京野菜「新形態」でヒットを狙う

これまで生鮮食品として売られるか、料理に使われるケースほとんどだった京野菜を菓子やケーキ、ジュースなどの加工品などにする動きが徐々に広がっているらしい。京都観光の好調さから土産物としての需要も見込め、京都府も販路拡大へメニュー開発の支援に乗り出したという。ただ今日土産の定番となる「ヒット作」の誕生には今しばらく時間がかかりそうだ。

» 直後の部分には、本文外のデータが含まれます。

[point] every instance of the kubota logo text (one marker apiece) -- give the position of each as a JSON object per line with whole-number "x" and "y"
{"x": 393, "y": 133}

観光客でにぎわう錦市場近くの洋菓子店「フレーバーズ」。外見はおしゃれな普通のお店だが、ケーキが並ぶショーケースを見ると「堀川ごぼう」「鹿ヶ谷かぼちゃ」など京野菜の名前が書かれた札が目に入る。店は2011年に開業。「万願寺とうがらしココナツオイルマフィン」「九条ねぎと白みそのクッキー」など焼き菓子のラインナップも豊富。「他都市の人にとって京野菜のブランド力はすごい。京都の人にも珍しさを感じてもらえる」といい、11月にはお土産用の日持ちを意識した缶入りの焼きチョコを発売したそうだ。
約15年前に九条ねぎや金時にんじん入りの飴を発売したのは今西製菓。京野菜加工品界のいわばフロントランナーだ。ただ開発当時は「野菜入りの菓子は売れないというジンクスのようなものがあった」という。それは「とりあえず作るという発想で、味にこだわりがなかったからだと思う」と今西政博専務は解説する。飴も最初は変わり種扱いされたが「おいしく食べられる配合」にこだわり、現在は丹波くりや黒大豆など全9種類に拡充。土産物需要が8割を占め、京都観光と連動して好調な売り上げを続けているという。
京野菜加工品の元祖・漬物の老舗「大安」は約10年前から千枚漬けに用いる聖護院かぶらの焼酎を販売。派手な売り上げはないが安定した人気はあるといい、10月には「聖護院かぶらスープ」も発売したとのこと。
圧倒的なブランド力を誇る京野菜だが、近年は他府県産との競争が激化し、京都産の出荷額は伸び悩んでいるという。京都府は昨年度から需要創出へ加工品開発を支援するプロジェクトを開始。府自身も大手食品会社「カゴメ」と黒大豆を生地に練り込んだクッキーを昨秋商品化。今年は府立大などと伝統野菜・桂うりのジュースを開発し、東京や京都の店舗で販売したそうだ。
ただクッキーもジュースも一部店舗を除き期間限定扱い。一般的な野菜より原材料費が高いことも定着へのハードルとなっているようだ。
京野菜をもっと手軽に楽しめるといいのだが、ブランド化されているためなかなか手が出せないというのもあるのだろう。加工品をきっかけに京野菜に興味を持つ人が増え、もっと需要が増えるといいのだが。